Los dioses también odiaban: el phthonos theôn (la envidia o rencor
divino) castigaba a los humanos. Por ejemplo, en Prometeo encadenado de
Esquilo, Zeus castiga a Prometeo por amar a los hombres y robar el fuego
divino. Sin embargo y pese a actitudes como la Séneca en contra del odio,
en Roma existía una particularidad, el odium
hostium, que incluso era considerado legítimo, aquello de que al enemigo,
ni agua. Virgilio en la Eneida lo retrata entre troyanos y
cartagineses, originado por la furia de Juno: “Guarda este odio, oh diosa, y
entre tus descendientes y los míos no haya paz ni tratados.”
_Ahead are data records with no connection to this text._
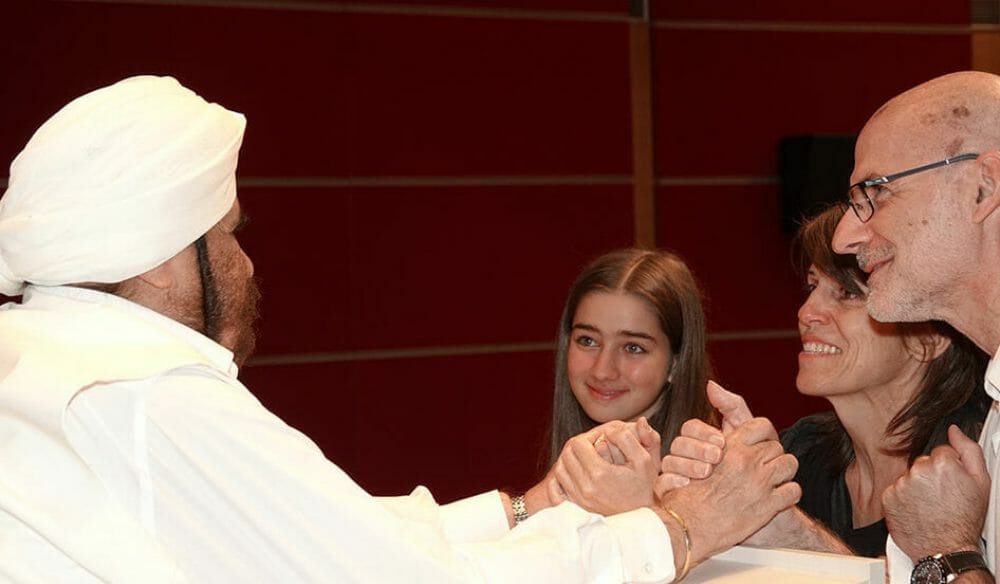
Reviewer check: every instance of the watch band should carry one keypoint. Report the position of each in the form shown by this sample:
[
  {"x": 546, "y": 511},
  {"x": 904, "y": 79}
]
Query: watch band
[
  {"x": 943, "y": 568},
  {"x": 958, "y": 562},
  {"x": 520, "y": 511}
]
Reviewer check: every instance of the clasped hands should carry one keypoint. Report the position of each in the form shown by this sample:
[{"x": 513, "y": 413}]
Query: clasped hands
[{"x": 747, "y": 481}]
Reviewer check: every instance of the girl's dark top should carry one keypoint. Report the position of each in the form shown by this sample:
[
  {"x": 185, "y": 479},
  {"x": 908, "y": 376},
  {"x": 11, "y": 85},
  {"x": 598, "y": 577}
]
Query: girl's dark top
[{"x": 824, "y": 488}]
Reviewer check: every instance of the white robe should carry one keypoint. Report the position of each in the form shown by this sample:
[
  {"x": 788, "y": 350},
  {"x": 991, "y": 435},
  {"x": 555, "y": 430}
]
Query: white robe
[{"x": 130, "y": 453}]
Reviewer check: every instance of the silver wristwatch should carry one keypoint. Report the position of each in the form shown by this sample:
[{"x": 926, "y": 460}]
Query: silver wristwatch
[{"x": 943, "y": 568}]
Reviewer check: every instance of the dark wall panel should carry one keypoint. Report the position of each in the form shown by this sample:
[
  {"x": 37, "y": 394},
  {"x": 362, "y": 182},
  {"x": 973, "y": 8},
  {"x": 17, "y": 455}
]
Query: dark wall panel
[
  {"x": 954, "y": 12},
  {"x": 377, "y": 268},
  {"x": 489, "y": 96},
  {"x": 345, "y": 94},
  {"x": 730, "y": 237},
  {"x": 725, "y": 98},
  {"x": 475, "y": 265}
]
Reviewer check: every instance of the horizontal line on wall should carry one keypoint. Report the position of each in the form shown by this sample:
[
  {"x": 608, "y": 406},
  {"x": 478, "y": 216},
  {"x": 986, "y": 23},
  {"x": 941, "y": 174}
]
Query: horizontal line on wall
[
  {"x": 756, "y": 335},
  {"x": 558, "y": 15},
  {"x": 432, "y": 181},
  {"x": 394, "y": 9},
  {"x": 846, "y": 27},
  {"x": 463, "y": 350},
  {"x": 695, "y": 181},
  {"x": 384, "y": 354},
  {"x": 486, "y": 181}
]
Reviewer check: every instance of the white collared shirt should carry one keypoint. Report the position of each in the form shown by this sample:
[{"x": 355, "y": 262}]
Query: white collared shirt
[{"x": 898, "y": 563}]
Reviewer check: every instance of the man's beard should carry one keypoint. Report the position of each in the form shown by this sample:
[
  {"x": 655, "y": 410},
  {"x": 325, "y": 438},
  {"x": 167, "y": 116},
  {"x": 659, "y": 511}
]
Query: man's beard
[{"x": 230, "y": 312}]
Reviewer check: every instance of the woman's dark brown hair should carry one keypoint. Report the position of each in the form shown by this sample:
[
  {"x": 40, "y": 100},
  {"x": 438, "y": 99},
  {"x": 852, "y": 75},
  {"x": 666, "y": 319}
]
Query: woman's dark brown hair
[{"x": 664, "y": 282}]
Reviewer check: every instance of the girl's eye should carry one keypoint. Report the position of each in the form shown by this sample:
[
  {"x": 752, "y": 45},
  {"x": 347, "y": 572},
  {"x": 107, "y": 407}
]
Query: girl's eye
[
  {"x": 634, "y": 348},
  {"x": 845, "y": 295}
]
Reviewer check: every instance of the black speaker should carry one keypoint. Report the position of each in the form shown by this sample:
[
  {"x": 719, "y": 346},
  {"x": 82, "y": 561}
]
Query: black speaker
[{"x": 815, "y": 170}]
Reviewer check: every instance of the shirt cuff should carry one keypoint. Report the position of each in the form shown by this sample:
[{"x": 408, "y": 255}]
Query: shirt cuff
[
  {"x": 646, "y": 553},
  {"x": 899, "y": 565},
  {"x": 477, "y": 518}
]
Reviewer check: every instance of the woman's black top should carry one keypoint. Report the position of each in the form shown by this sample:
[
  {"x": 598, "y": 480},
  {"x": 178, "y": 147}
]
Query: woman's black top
[{"x": 814, "y": 440}]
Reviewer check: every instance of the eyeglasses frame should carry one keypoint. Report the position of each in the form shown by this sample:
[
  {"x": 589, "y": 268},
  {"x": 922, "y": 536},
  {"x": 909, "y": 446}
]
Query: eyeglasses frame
[{"x": 864, "y": 185}]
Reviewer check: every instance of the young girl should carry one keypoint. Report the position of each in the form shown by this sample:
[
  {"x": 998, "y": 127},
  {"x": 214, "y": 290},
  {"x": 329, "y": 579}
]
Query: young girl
[{"x": 631, "y": 343}]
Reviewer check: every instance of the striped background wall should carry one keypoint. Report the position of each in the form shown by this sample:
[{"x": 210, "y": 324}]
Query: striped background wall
[{"x": 426, "y": 178}]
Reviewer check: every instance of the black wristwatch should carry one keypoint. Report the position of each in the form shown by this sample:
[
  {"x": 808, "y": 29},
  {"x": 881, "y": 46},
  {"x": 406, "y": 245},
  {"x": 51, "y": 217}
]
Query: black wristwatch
[{"x": 943, "y": 568}]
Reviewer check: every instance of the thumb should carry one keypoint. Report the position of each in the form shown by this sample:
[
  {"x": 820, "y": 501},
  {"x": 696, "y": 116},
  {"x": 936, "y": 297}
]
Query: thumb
[
  {"x": 969, "y": 452},
  {"x": 648, "y": 437},
  {"x": 733, "y": 408}
]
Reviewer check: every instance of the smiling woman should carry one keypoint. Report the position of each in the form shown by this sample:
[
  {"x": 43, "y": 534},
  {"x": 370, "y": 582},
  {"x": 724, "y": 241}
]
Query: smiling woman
[
  {"x": 631, "y": 343},
  {"x": 895, "y": 389}
]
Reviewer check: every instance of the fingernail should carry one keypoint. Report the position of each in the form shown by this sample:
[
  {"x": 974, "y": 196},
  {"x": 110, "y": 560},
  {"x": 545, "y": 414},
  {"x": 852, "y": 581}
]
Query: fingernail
[{"x": 715, "y": 454}]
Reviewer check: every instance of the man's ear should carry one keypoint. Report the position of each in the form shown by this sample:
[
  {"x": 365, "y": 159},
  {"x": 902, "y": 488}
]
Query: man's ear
[
  {"x": 988, "y": 193},
  {"x": 165, "y": 275},
  {"x": 159, "y": 277}
]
Un joven pseudopolítico se ha
dedicado esta semana a recorrer los campus universitarios andaluces, cobijado
por guardaespaldas y con una “performance” que incluía subirse a los hombros de
uno de sus fornidos protectores y envolverse en una bandera nacional para
gritar consignas de odio. Le ha salido rana por dos motivos, el sentido común
de los rectorados impidiendo dar espacio público a tan deleznable y abyecto
personaje y la respuesta de una gran mayoría de estudiantes, que en su aparente
letargo tal vez hayan vislumbrado que ese tipo no merece estar ahí tan solo
para odiar. El ridículo y un poco preocupante personaje intenta tan solo lo que
los griegos llamaban hybris, es
decir, alterar el orden de la res publica. En todo tiempo y momento ha habido
personajes así, por miles. Han sido muy contados, por desgracia, los que han
llegado a tocar verdadero poder con esa simpleza y eso que hoy día con redes
sociales todo se multiplica.
Cuando alguien hace aparente fortuna en alguna forma de mal
siempre surgen imitadores, peores casi siempre, con una especie de altanería
que se erige incluso sobre lo moral, una elevación desde la que no existe
compostura, ni respeto. La universidad, como templo del saber, debe ser un
refugio inviolable para la libertad de pensamiento y la diversidad de ideas. Su
misión no es imponer verdades, sino enseñar a buscarlas con rigor y apertura,
con cientifismo. La intolerancia, en cualquiera de sus formas, atenta contra
ese propósito y convierte el conocimiento en simple dogma y en ella no cabe el
fanatismo, que no es lo mismo que censura. En ella debe prevalecer la salud
moral de la sociedad. Decía Aristóteles que “El odio no admite término medio,
pues su objeto es el mal absoluto.” El bullir de odio que ciega el personaje de la “performance” no tiene cabida
en la universidad; bastante que lo tiene en nuestra democracia que permite
monstruos como ese, empeñado en lo que advertía también Aristóteles: “El odio
no busca corrección, sino destrucción”.